Mount St Helens could erupt again as scientists closely monitor a lava dome rising at five metres a day. A USGS scientist adds:”What is really phenomenal is how much rock is still coming out of the ground. It’s now taller than the Empire State building. It’s coming up at five metres a day, more than 200 metres wide and it’s right here in our back yard.“
On May 18, 1980, Mount St Helens erupted in the US state of Washington. The blast, which measured 5 on the Volcanic Explosively Index, has been declared as the most disastrous volcanic eruption in modern US history. A huge column rose 80,000 feet into the atmosphere and deposited ash in 11 states, killing at least 57 people and causing more than $1billion (£770million) in damage.
Scientists are now closely watching the volcano to make sure they are prepared in case the same happens again.
Amazon Prime’s “Mega Disaster: It’s Happened Before, It Will Happen Again“ series revealed how a team of volcanists monitor the ticking time bomb.

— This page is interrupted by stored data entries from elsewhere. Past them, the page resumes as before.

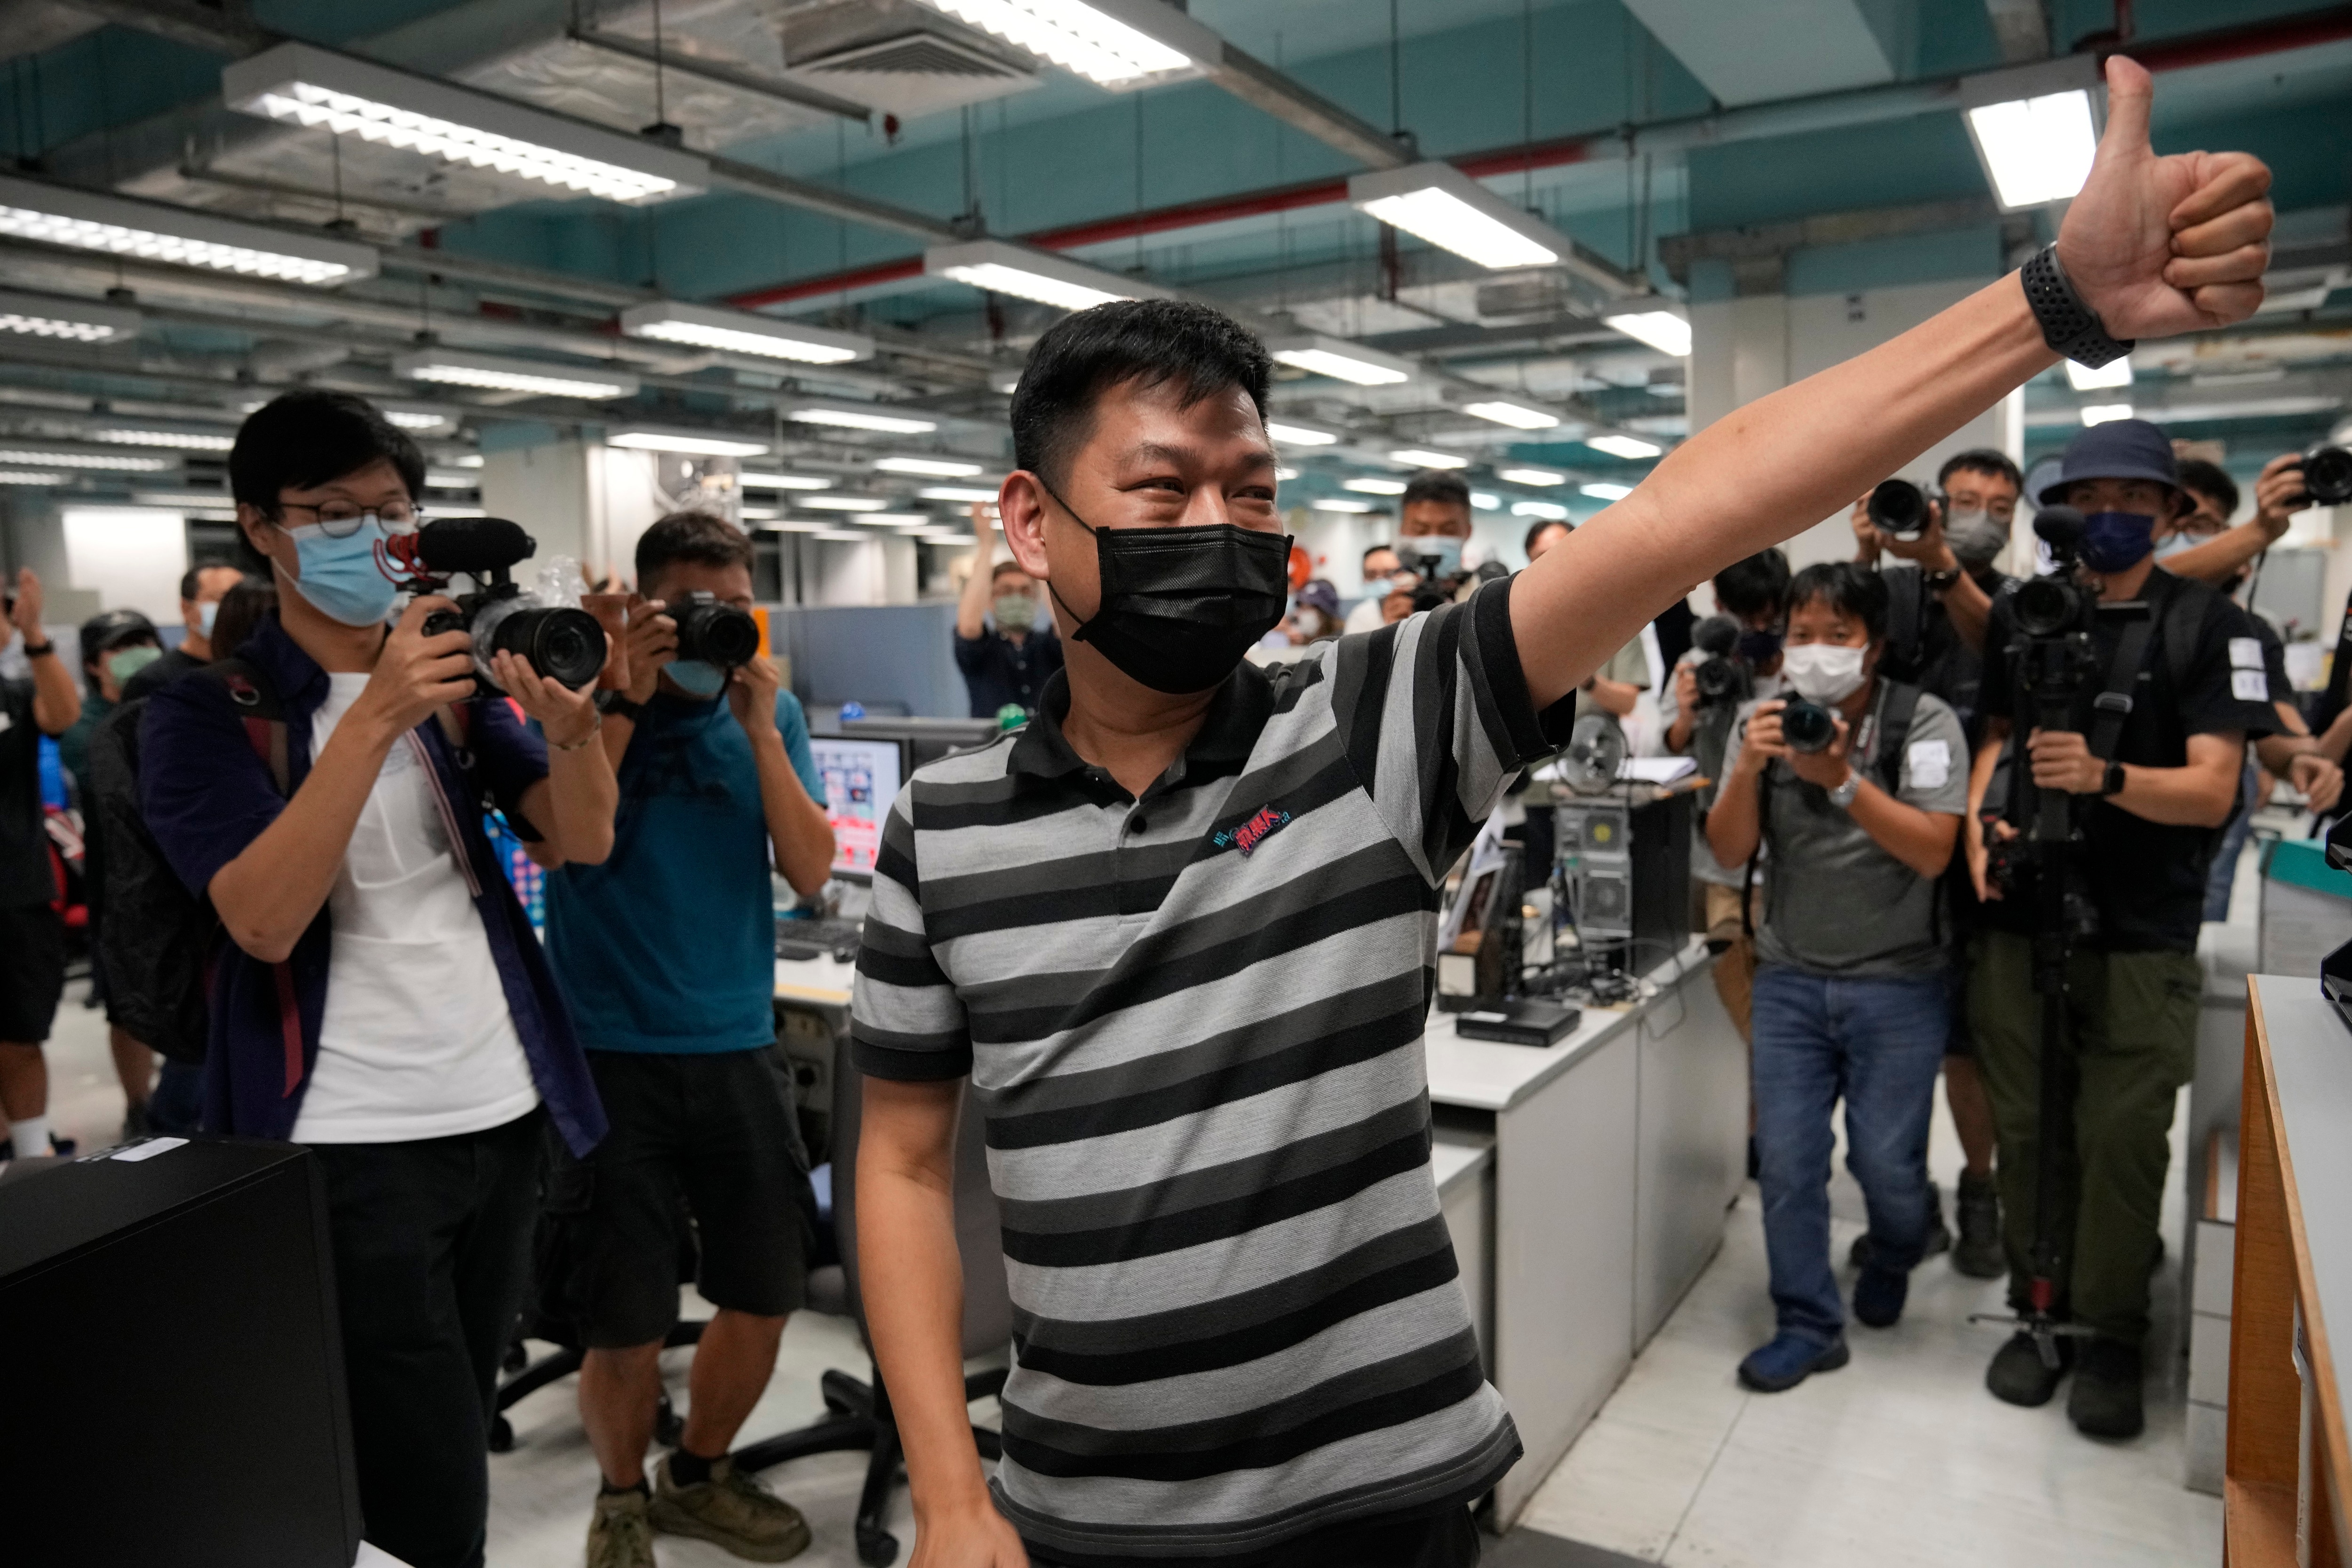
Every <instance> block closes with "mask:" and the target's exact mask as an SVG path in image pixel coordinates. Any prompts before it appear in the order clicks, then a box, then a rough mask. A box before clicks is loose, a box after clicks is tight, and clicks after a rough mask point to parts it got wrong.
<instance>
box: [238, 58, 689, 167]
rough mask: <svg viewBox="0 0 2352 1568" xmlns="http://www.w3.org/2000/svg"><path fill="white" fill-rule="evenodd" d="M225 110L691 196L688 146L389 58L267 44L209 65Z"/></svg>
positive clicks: (419, 150)
mask: <svg viewBox="0 0 2352 1568" xmlns="http://www.w3.org/2000/svg"><path fill="white" fill-rule="evenodd" d="M221 96H223V99H226V101H228V106H230V108H238V110H245V113H247V115H259V118H263V120H280V122H285V125H303V127H320V129H329V132H334V134H339V136H360V139H362V141H379V143H383V146H393V148H402V150H412V153H421V155H426V158H437V160H442V162H456V165H470V167H475V169H489V172H494V174H508V176H513V179H524V181H534V183H541V186H553V188H555V190H564V193H576V195H600V197H604V200H612V202H659V200H668V197H675V195H696V193H701V190H706V188H708V183H710V165H708V162H703V160H701V158H696V155H694V153H682V150H677V148H668V146H661V143H656V141H644V139H640V136H626V134H621V132H612V129H604V127H602V125H586V122H581V120H569V118H564V115H550V113H546V110H541V108H532V106H527V103H515V101H510V99H501V96H496V94H487V92H477V89H473V87H459V85H454V82H442V80H437V78H426V75H409V73H407V71H393V68H390V66H376V63H374V61H362V59H353V56H348V54H334V52H332V49H315V47H310V45H294V42H289V45H278V47H275V49H263V52H261V54H254V56H249V59H240V61H233V63H228V66H223V68H221Z"/></svg>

Rick LaHusen, from the United States Geological Survey (USGS), detailed how they use an instrument known as the “Spider” to keep an eye on volcanic activity.
“This is a GPS antenna which receives timing signals from satellites and lets us locate exactly what is going on inside. The signals go into the computer system and then the data comes out at the request from computers back in the office.”
However, Dr LaHusen’s analysis of the data provided a chilling revelation. He added: “What is really phenomenal is how much rock is still coming out of the ground. It’s now taller than the Empire State building. It’s coming up at five metres a day, more than 200 metres wide and it’s right here in our back yard.“
Lava domes are formed by viscous magma being pushed to the surface below and piling up. Like lava flows, they typically do not have enough gas or pressure to erupt explosively butthey are sometimes followed by explosive activity.
He is certain a future eruption of some sort will happen, though.
Since 1980, the area around the volcano has experienced tens of thousands of small earthquakes and numerous minor eruptions. Most notably, as of 2004, the volcano has been continuously erupting lava, which has created a large dome that is still growing.